Last but not least, we were able to meet Dr. Love at his Ozone Cell office at the India Habitat Centre back in Delhi. Ozone Cell was set up under India's Ministry of Environment, Forest and Climate Change to implement the Montreal Protocol on Substances that Deplete the Ozone Layer. Markus Wypior joined us for this discussion, and we were excited to learn that a National Action Cooling Plan is currently under development. Presenting our project and findings so far to Dr. Love was an ideal opportunity to bring this sector to his attention and ensure that the dairy cold chain is considered in this important policy piece, which will likely be in place for the next 20 years.
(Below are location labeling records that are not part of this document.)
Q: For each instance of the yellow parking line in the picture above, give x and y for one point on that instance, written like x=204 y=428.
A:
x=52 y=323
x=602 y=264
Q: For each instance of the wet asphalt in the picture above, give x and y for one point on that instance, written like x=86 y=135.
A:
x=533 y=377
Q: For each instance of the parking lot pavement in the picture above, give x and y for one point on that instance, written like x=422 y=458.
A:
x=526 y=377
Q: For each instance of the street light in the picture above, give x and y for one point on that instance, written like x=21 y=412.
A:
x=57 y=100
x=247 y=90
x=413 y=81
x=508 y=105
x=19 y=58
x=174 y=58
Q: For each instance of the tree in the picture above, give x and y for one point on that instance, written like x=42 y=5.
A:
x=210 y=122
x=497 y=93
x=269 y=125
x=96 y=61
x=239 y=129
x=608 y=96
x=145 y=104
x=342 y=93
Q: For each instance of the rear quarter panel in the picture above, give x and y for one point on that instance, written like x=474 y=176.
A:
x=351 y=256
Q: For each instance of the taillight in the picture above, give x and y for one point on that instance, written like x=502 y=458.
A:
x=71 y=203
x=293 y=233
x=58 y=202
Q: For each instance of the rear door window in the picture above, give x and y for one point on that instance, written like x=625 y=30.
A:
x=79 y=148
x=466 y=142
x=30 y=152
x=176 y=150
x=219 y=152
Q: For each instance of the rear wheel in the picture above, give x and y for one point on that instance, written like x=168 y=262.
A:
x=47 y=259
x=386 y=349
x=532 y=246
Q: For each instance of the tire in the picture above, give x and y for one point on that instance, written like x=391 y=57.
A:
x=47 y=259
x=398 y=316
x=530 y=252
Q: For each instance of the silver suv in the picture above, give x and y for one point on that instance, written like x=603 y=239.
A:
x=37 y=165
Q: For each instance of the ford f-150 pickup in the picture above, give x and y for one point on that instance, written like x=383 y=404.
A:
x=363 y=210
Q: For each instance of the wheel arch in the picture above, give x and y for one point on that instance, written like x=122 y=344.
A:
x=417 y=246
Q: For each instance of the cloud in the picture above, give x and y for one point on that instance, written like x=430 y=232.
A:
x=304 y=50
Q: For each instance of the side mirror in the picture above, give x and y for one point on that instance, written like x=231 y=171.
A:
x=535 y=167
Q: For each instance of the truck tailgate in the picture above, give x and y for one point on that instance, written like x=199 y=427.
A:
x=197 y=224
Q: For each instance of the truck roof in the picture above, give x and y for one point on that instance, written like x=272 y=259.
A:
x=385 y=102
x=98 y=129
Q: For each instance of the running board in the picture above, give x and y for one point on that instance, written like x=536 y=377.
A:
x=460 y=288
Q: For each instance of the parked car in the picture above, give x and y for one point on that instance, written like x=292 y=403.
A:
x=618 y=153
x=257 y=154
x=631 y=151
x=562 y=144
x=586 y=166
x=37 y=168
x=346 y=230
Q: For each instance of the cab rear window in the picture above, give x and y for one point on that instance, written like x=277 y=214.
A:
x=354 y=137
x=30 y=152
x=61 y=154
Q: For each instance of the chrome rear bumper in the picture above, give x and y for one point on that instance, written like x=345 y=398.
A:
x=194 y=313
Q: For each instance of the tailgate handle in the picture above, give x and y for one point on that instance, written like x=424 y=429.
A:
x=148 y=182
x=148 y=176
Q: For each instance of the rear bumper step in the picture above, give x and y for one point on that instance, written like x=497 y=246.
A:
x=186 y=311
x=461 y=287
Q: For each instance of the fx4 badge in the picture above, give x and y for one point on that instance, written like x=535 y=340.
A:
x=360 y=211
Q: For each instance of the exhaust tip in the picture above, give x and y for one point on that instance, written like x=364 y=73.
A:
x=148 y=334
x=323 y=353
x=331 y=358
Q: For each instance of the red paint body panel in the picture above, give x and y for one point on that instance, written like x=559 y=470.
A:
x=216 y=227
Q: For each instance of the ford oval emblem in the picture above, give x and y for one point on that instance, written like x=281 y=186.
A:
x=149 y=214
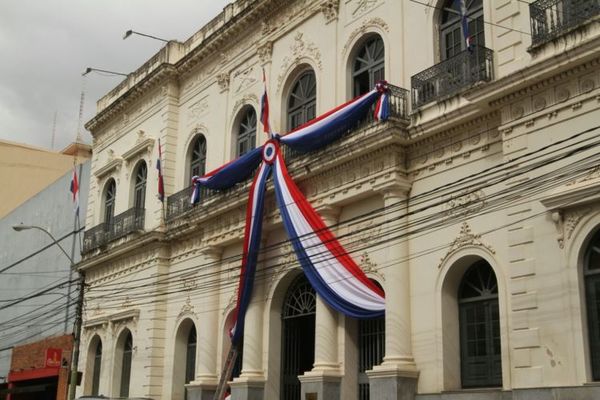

Again, we felt that there was interest in our current activity and project, and that the timing is right for interventions to bring about more sustainability in the dairy sector – both in terms of energy and the use of refrigerants.
 
All in all I returned with a very positive feeling: we are well on track and our project is gaining traction. Stakeholders were open to sharing their viewpoints and offered to continue providing support by informing and guiding our activities. The next few weeks will also be exciting – the energy audits will be conducted and we will continue our research. Later in the spring, we will return to Delhi to gather the stakeholders in a workshop and together design an outline for future interventions and the necessary support. Everybody on board of this project is working towards the goal of “Greening India’s Dairy Value Chain” in terms of reducing the sector’s contribution to climate change and ozone depletion, as well as helping it grow economically in a sustainable way, for the benefit of India’s many dairy farmers and their families.